Monday, March 3, 2014

Chapter 7 D.S. summary

Leading into the 1950's the discovery and naming of new elements was so frequent that even the New Yorker was making quips about it. Two scientists, Seaborg and Ghiorso, were, for many years, ahead of the rest of the world in discovery and creating new elements at UC Berkeley, and had the honor of naming them with nationalistic names like americium and californium. This mad dash across the globe of scientists wanting to be the discoverers and namers of elements led to much debate across the scientific community - someone would claim to have found an element, someone else reviewed it and found it faulty, the name is retracted, it it discovered years later that it may have actually been a different and still-undiscovered element, etc.

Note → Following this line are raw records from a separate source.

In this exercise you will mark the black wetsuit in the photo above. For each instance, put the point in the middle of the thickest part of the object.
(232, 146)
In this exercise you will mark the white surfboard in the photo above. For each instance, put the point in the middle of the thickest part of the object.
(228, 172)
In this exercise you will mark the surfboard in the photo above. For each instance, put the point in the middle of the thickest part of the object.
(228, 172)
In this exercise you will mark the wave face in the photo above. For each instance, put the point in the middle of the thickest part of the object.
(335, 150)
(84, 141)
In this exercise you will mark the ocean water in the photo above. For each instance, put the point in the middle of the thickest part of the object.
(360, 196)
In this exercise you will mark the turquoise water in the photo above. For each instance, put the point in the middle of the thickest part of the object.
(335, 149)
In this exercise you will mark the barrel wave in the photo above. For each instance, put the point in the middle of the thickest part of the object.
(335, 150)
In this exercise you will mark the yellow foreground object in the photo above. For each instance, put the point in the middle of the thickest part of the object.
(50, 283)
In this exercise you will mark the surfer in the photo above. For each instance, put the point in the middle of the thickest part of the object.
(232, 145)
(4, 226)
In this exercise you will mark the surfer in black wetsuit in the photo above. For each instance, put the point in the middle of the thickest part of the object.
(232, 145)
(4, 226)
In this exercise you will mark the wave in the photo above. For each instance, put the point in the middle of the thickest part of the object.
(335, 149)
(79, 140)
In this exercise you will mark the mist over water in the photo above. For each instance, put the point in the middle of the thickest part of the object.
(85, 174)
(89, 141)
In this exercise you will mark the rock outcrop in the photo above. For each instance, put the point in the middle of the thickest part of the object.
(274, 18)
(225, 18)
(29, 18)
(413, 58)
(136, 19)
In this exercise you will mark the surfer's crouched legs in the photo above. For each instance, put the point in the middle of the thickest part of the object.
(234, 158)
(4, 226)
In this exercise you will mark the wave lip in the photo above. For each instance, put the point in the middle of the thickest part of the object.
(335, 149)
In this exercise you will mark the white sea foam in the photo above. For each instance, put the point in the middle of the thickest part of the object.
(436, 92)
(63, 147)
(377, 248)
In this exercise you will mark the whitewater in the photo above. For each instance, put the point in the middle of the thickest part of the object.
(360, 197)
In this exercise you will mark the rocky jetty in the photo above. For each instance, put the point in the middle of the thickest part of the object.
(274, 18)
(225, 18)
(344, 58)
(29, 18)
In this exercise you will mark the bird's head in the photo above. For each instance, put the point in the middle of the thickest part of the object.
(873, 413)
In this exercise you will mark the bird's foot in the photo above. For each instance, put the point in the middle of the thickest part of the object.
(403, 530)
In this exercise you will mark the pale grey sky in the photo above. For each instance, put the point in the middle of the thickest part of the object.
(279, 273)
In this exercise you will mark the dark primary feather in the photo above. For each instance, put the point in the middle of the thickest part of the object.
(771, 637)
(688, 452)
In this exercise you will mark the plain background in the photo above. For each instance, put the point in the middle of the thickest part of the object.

In this same race Russian scientists, Flyorov, gained a name for himself in Stalin's eyes after predicting the US' plans for developing a nuclear bomb and with his team bagged 105 and 105. The team at Berkeley hotly contested all of these and desperately tried to regain their lead. After both teams produced 106 just months apart the issue over naming came to a T - both teams were naming the elements they were discovering (the same elements) their own names and it grew to the point where IUPAC had to step in although Berkeley ended up getting most of the names it wanted through stubbornness. This contest went back and forth, with much hasty and faulty evidence, as the Soviet Union and the U.S. tried to out-chemistry each other.